Le prêtre posa la main sur son bras et lui demanda d'une voix douce :
— Aviez-vous beaucoup d'affection pour lui ?
Le secrétaire retira les mains de son visage, qui semblait livide dans la lumière lunaire.
— Je le haïssais de toute mon âme, dit-il, et si c'est une malédiction qui l'a tué, ce pourrait être la mienne.
Le prêtre lui serra le bras un peu plus fort et dit avec une véhémence qu'il n'avait guère manifestée jusqu'ici :
— Ce n'était pas votre malédiction. Je vous en prie, soyez rassuré.
La police du district rencontra de grandes difficultés avec les quatre témoins impliqués dans l'affaire. Tous jouissaient d'une bonne réputation, et pouvaient même être considérés comme des personnes dignes de confiance au sens habituel du terme. Et l'un d'eux possédait un pouvoir et une importance considérables : Silas Vandam, de l'Oil Trust. Le premier officier de police qui tenta d'exprimer son scepticisme en l'entendant raconter son histoire fit très rapidement jaillir des étincelles de l'esprit d'acier du magnat.
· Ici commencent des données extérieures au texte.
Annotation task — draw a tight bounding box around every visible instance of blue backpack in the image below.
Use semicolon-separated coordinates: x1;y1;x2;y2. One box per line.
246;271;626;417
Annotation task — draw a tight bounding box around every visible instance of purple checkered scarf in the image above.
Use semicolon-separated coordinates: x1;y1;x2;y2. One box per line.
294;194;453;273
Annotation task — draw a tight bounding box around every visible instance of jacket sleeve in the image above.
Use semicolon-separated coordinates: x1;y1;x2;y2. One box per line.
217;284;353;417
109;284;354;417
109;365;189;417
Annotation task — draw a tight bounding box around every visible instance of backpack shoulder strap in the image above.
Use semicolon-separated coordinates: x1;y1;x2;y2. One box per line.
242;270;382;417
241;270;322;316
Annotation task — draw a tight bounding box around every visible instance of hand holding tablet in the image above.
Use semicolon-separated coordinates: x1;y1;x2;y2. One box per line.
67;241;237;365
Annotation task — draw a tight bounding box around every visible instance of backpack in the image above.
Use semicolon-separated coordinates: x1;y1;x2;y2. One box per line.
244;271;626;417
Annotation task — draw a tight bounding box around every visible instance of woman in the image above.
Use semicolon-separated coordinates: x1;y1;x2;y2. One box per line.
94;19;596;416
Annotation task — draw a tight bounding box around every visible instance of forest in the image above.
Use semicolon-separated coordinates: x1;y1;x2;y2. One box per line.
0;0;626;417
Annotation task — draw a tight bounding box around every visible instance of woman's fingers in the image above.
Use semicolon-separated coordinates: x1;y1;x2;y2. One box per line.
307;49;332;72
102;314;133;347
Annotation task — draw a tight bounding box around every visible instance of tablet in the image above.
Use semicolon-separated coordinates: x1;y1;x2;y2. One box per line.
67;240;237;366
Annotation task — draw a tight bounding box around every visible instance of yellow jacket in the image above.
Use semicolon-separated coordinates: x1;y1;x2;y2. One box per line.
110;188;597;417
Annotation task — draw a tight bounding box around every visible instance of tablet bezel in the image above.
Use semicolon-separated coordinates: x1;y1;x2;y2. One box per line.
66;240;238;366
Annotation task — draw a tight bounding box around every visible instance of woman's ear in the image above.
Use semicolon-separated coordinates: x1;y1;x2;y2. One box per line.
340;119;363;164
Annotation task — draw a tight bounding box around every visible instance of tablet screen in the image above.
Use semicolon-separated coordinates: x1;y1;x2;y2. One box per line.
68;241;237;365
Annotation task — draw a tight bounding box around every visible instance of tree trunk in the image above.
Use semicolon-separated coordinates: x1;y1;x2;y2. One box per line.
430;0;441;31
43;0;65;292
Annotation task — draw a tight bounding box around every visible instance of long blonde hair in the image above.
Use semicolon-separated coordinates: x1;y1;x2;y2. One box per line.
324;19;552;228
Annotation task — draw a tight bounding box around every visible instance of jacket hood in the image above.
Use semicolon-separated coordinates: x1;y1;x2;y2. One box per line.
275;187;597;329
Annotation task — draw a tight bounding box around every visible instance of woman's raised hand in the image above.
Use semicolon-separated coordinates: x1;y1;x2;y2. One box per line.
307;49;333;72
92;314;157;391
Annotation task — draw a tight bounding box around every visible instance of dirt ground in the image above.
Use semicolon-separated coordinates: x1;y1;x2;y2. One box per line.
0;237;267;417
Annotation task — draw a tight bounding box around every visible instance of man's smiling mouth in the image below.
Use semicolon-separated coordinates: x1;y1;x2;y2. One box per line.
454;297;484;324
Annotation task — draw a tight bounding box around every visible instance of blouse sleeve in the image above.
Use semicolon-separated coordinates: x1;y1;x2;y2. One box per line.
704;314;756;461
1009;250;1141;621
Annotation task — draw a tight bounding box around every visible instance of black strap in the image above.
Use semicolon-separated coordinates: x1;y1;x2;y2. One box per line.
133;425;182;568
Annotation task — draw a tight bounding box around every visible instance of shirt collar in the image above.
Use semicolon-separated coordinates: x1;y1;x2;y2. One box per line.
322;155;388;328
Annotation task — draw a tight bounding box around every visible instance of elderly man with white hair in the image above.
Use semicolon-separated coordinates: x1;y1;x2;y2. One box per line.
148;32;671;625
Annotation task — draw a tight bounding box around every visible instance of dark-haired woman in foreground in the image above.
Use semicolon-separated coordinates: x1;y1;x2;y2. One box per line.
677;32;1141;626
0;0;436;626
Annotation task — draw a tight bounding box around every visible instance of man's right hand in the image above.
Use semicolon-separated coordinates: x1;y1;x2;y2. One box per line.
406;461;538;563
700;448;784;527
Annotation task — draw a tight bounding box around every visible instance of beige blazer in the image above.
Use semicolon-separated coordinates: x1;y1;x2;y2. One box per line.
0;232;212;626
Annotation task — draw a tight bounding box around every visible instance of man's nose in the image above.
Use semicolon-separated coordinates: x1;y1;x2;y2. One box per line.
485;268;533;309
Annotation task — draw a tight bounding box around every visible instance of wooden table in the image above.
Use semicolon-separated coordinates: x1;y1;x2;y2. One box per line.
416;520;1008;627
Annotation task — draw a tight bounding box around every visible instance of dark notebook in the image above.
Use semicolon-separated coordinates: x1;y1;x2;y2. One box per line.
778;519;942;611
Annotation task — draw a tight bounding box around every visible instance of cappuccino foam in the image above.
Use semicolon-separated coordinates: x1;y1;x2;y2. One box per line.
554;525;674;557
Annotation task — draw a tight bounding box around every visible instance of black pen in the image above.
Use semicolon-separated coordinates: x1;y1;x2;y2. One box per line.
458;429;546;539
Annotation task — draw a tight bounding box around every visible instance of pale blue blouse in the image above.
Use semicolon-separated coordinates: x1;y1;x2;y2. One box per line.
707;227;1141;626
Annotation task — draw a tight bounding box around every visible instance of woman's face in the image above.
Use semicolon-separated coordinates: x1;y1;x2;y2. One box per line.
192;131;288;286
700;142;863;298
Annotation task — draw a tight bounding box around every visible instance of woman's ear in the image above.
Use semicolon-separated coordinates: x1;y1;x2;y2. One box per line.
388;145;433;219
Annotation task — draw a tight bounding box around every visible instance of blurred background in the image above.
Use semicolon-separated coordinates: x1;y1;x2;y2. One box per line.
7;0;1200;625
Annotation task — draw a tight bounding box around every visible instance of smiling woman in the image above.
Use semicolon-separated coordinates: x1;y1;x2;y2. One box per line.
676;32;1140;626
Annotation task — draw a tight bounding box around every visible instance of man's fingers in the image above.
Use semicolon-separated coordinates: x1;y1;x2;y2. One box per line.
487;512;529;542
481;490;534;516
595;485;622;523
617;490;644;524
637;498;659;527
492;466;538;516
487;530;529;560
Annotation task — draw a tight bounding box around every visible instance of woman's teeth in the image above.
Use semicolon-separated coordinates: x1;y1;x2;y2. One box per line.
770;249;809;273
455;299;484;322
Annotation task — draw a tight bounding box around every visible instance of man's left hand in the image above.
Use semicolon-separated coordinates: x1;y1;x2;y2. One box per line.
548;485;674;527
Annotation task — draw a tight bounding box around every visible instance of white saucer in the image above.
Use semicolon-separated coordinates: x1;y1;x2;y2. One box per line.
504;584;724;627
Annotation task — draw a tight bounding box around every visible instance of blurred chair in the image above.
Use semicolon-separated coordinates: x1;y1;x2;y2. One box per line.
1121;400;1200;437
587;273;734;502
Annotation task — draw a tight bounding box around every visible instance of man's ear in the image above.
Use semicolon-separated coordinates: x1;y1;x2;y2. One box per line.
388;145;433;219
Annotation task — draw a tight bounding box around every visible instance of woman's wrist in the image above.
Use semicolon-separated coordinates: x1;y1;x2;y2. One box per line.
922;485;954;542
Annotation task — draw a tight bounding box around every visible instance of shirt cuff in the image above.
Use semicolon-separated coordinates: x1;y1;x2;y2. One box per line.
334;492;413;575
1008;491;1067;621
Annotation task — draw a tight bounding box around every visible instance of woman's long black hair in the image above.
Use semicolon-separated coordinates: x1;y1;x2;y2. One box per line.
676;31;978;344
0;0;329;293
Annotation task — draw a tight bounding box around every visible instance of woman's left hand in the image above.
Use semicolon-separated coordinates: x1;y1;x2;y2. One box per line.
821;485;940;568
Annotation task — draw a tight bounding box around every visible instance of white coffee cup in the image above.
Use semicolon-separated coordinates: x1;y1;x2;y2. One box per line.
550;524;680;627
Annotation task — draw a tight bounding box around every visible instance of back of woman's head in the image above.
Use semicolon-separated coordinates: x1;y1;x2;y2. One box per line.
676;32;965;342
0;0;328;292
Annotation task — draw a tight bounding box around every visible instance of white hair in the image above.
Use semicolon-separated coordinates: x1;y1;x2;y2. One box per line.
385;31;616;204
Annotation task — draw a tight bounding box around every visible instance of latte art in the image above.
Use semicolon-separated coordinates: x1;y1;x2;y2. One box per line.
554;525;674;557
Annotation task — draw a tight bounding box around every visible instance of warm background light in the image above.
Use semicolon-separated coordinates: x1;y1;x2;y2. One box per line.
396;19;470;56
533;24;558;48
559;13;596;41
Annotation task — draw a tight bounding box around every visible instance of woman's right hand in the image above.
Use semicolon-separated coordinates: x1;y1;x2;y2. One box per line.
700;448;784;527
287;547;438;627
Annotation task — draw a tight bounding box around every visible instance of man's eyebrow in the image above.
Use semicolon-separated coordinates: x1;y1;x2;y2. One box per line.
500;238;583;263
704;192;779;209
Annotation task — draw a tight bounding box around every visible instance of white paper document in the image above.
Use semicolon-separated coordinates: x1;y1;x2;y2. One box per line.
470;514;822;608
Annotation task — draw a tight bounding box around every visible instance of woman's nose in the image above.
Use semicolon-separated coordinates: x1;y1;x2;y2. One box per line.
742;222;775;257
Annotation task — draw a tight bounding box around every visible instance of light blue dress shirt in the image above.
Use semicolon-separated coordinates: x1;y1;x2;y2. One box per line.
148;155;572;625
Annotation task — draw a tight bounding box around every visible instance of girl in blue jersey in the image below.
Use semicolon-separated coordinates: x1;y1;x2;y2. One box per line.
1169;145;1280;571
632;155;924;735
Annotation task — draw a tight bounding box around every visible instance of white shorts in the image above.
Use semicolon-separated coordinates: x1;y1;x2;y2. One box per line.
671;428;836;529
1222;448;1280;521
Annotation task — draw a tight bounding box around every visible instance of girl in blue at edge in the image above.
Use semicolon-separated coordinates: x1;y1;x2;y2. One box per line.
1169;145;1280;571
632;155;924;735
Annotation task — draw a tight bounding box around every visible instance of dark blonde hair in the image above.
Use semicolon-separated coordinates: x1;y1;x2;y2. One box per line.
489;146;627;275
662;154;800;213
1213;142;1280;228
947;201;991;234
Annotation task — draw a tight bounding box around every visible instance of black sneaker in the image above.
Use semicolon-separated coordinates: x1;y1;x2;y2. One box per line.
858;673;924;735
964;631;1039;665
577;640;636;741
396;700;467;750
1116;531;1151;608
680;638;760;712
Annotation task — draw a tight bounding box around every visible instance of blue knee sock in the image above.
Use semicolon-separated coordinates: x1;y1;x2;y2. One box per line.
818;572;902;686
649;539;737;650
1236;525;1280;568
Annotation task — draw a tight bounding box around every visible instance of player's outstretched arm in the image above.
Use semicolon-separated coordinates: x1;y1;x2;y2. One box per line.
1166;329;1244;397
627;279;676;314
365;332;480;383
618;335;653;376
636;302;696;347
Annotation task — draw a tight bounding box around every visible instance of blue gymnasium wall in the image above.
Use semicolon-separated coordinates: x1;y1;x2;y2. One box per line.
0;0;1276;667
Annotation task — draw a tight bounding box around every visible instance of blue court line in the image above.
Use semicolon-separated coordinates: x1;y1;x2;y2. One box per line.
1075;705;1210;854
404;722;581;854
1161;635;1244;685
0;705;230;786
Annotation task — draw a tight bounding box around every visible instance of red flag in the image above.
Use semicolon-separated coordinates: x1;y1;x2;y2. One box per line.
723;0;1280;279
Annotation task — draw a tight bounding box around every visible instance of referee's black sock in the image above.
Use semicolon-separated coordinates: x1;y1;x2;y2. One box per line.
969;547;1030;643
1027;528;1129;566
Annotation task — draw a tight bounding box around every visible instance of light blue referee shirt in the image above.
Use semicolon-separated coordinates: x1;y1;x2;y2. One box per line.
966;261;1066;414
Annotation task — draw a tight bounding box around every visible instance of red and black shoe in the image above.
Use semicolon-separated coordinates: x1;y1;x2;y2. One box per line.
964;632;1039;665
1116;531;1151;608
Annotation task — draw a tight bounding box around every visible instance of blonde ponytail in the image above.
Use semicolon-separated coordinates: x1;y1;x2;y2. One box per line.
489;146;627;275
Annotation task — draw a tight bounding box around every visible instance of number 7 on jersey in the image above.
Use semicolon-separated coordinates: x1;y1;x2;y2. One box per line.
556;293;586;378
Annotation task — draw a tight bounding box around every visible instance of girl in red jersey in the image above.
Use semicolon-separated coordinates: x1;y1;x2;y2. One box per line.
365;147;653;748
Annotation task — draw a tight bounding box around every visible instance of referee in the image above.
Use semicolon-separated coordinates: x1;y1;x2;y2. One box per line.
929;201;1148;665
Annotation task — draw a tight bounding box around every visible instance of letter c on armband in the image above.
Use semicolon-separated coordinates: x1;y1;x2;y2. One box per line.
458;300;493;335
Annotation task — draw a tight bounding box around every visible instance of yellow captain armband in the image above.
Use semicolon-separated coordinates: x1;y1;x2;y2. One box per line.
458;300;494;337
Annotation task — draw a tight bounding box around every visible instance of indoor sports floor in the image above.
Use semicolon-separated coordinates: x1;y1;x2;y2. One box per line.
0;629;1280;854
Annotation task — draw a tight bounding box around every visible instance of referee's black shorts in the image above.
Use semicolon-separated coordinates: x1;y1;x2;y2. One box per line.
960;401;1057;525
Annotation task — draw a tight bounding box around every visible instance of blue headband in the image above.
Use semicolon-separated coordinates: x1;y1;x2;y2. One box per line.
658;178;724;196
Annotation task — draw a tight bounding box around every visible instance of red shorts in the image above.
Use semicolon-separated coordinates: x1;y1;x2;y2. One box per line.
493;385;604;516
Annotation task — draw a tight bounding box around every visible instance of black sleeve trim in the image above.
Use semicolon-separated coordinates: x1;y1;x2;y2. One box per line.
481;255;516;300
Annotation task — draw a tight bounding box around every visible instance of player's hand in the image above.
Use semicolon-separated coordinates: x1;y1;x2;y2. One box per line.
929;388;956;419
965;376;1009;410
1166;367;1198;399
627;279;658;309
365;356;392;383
— Ne venez pas me parler de m'en tenir aux faits, dit le milliardaire avec aspérité. Vous n'étiez pas encore né que je m'étais déjà tenu à pas mal de faits, et un bon nombre ont tenu à moi. Ne vous inquiétez pas, je vais vous les dire, moi, les faits, si seulement vous avez le bon sens de les noter correctement.
Le policier en question était jeune et subalterne, et il comprenait vaguement que le milliardaire était trop important politiquement pour être traité comme un citoyen ordinaire. Il le passa donc, ainsi que ses compagnons, à un supérieur plus chevronné, un certain inspecteur Collins, un homme grisonnant qui s'exprimait avec une amabilité légèrement menaçante, comme un homme affable mais qui ne s'en laisse pas conter.
— Eh bien, ma foi, dit-il en regardant les trois hommes devant lui avec des yeux pétillants, ça m'a tout l'air d'une drôle d'histoire.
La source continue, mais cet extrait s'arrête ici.